Thursday, December 14, 2006

I have read a lot of books about Elvis Presley. Of course, most people who know me well allready know this, but the book i am reading at the moment is probably the best. I have found one paragraph which i can't ignore. It is the only paragraph i have ever read about the man which my own oppinion completely agrees with, so i though i would wirte it out for the lovely people reading my blog. I do not apoligise in advance for the length; it is a good paragraph.
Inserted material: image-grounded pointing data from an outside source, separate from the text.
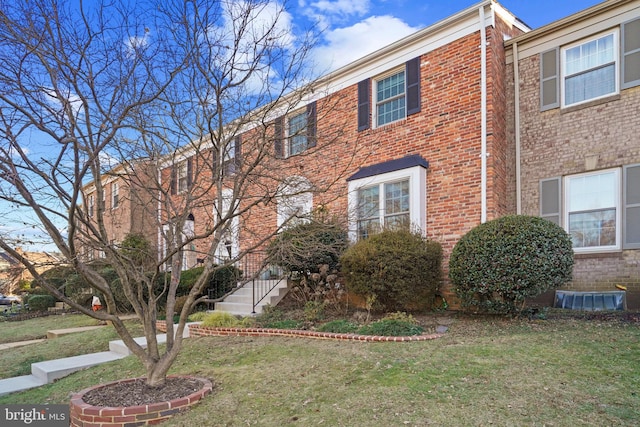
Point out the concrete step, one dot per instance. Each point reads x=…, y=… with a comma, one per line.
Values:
x=49, y=371
x=15, y=384
x=241, y=301
x=236, y=308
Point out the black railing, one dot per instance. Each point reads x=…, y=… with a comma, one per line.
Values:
x=261, y=274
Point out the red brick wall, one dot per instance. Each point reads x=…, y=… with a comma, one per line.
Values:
x=558, y=142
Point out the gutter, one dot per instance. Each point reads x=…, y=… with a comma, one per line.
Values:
x=483, y=116
x=516, y=103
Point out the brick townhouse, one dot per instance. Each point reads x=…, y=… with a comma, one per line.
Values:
x=574, y=125
x=431, y=131
x=422, y=141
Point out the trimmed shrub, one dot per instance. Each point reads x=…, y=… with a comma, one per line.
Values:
x=219, y=319
x=198, y=316
x=395, y=269
x=305, y=247
x=339, y=326
x=391, y=328
x=498, y=264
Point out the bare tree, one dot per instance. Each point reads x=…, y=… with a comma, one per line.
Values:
x=184, y=103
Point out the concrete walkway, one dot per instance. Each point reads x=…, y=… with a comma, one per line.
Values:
x=49, y=371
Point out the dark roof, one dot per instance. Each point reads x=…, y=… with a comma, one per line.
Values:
x=8, y=258
x=390, y=166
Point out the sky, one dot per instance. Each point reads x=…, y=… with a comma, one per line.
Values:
x=354, y=28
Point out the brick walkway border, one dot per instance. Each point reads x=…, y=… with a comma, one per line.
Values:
x=204, y=331
x=84, y=415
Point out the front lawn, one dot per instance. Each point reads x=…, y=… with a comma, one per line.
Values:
x=565, y=371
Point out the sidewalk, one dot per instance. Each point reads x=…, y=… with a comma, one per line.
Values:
x=46, y=372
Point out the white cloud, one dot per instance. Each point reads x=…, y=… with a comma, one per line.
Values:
x=258, y=26
x=327, y=12
x=344, y=45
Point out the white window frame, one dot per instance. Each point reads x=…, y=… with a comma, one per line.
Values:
x=377, y=102
x=417, y=177
x=617, y=193
x=233, y=232
x=616, y=60
x=300, y=134
x=115, y=200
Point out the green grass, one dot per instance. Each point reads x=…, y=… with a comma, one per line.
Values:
x=484, y=371
x=17, y=361
x=37, y=328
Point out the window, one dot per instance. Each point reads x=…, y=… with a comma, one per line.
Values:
x=171, y=244
x=183, y=176
x=386, y=205
x=589, y=69
x=297, y=134
x=114, y=195
x=91, y=204
x=592, y=68
x=396, y=96
x=593, y=209
x=600, y=209
x=229, y=245
x=390, y=194
x=232, y=156
x=390, y=100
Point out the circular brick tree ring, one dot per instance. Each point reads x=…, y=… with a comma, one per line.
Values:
x=84, y=414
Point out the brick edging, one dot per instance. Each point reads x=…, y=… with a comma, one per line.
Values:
x=84, y=414
x=204, y=331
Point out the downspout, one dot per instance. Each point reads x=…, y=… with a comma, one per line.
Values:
x=483, y=116
x=516, y=103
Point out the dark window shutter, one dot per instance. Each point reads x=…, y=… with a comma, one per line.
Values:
x=550, y=79
x=311, y=124
x=413, y=86
x=631, y=208
x=174, y=180
x=215, y=163
x=277, y=138
x=630, y=54
x=550, y=199
x=189, y=172
x=237, y=151
x=364, y=95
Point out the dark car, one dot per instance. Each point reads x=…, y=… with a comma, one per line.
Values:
x=8, y=300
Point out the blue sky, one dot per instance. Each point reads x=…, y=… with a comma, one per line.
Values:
x=357, y=27
x=354, y=28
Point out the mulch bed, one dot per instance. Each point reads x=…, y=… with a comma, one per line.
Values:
x=137, y=392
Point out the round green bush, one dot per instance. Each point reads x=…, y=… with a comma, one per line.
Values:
x=394, y=269
x=498, y=264
x=391, y=328
x=304, y=247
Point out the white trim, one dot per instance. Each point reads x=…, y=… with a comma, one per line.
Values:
x=417, y=177
x=374, y=95
x=617, y=202
x=616, y=58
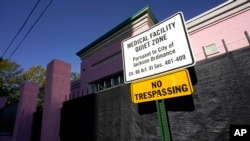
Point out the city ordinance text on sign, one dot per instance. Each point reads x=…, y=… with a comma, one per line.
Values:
x=164, y=47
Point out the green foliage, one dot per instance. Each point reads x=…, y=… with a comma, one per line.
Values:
x=12, y=77
x=10, y=84
x=75, y=76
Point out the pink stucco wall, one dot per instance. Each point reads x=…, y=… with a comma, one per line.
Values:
x=57, y=87
x=24, y=117
x=231, y=30
x=2, y=102
x=26, y=108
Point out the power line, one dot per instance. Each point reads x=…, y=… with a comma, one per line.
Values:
x=30, y=29
x=21, y=28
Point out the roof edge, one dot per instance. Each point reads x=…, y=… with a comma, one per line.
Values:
x=118, y=27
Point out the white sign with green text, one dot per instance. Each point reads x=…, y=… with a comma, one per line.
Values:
x=162, y=48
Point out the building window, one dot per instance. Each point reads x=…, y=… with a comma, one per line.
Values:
x=108, y=83
x=211, y=49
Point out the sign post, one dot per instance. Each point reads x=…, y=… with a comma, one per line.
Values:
x=163, y=48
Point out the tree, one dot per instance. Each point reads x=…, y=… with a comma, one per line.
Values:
x=75, y=76
x=10, y=73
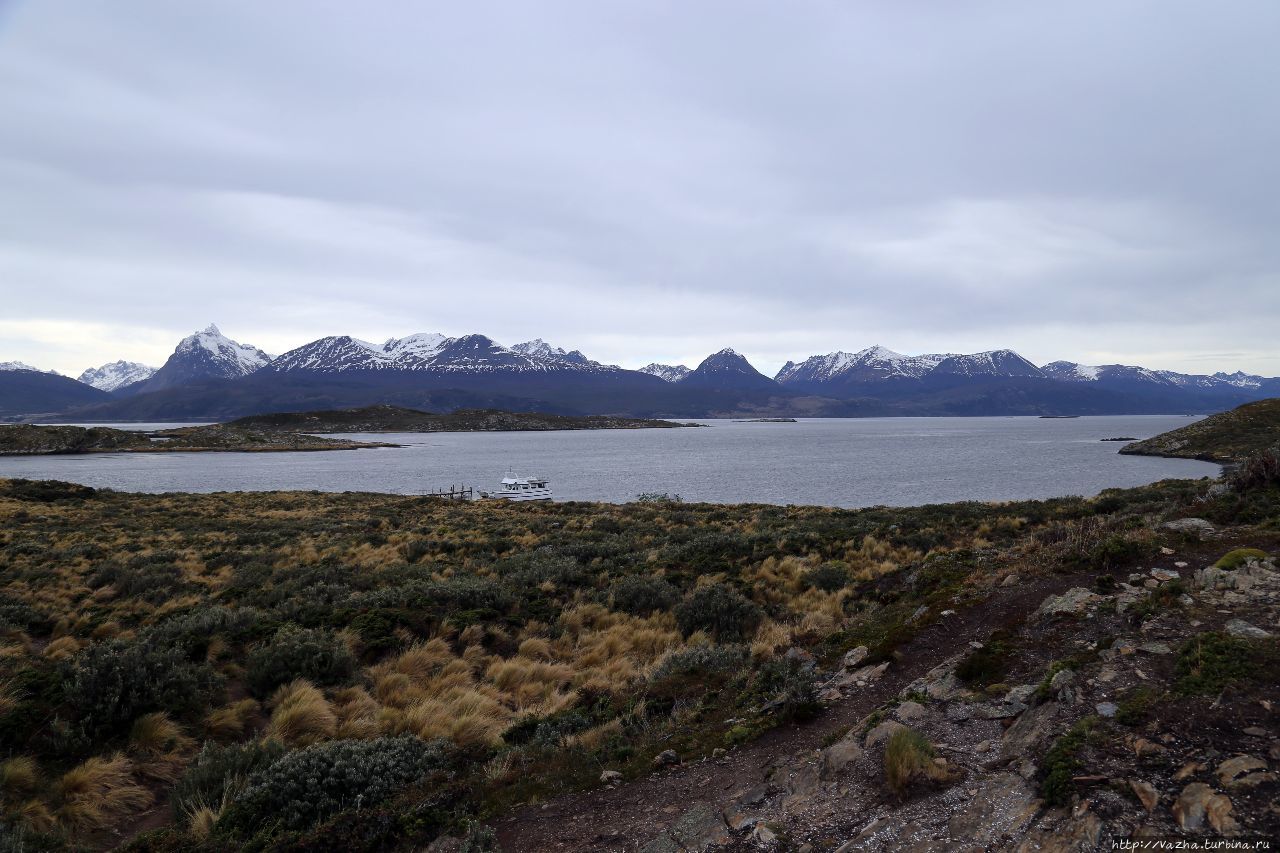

'He likes the company of women, he loves to be around women, women of all ages, he feels more comfortable with them - it isn't something he would want to admit to his friends, or even prehaps to himself. His aunt Lillian notices it: " He'd get out there at night with the girls, and he just sang his head off. He was different with the girls - i'm embarassed to tell, but he'd rather have a whole bunch of girls around him than the boys - he didn't care a thing about the boys." The women seem to sence something coming out of him, somethng he himself may not even know he possesses: it is an aching kind of vulnerability, an unspecified yearning: when Sam Phillips meets him just two or three years later, in 1953, he senses much the same quality but calls it insecurity... Bathed in the soft glow of the highstreet, he appears almost handsome - the acne that embarasses him doesn't show up too badly, and the adolescent features, which can appear course in the cold day, take on a kind of delicacy that is almost beautiful. He sings Eddy Arnold's "Molly Darling", a Kay Starr number, "Habor Lights", Bing and Garys Crosby's "Moon light Bay", all soft, sweet songs, in a soft, slightly quavering voice, and then, satisfied, takes his comb out of his back pocket and runs it through his hair in a practiced gesture clearly at odds with his hesitancy of manner. With the women, though, he can do no wrong: young girls or old ladies, they seem drawn to his quiet, hesitant aproach, his decorous humility, his respectful scrutiny. The men may have their doubts, but to the women he is a nice boy, a kind boy, someone both thoughtful and attentive, someone who truly cares. '

This is about Elvis when he was 16. In the courts, Memphis.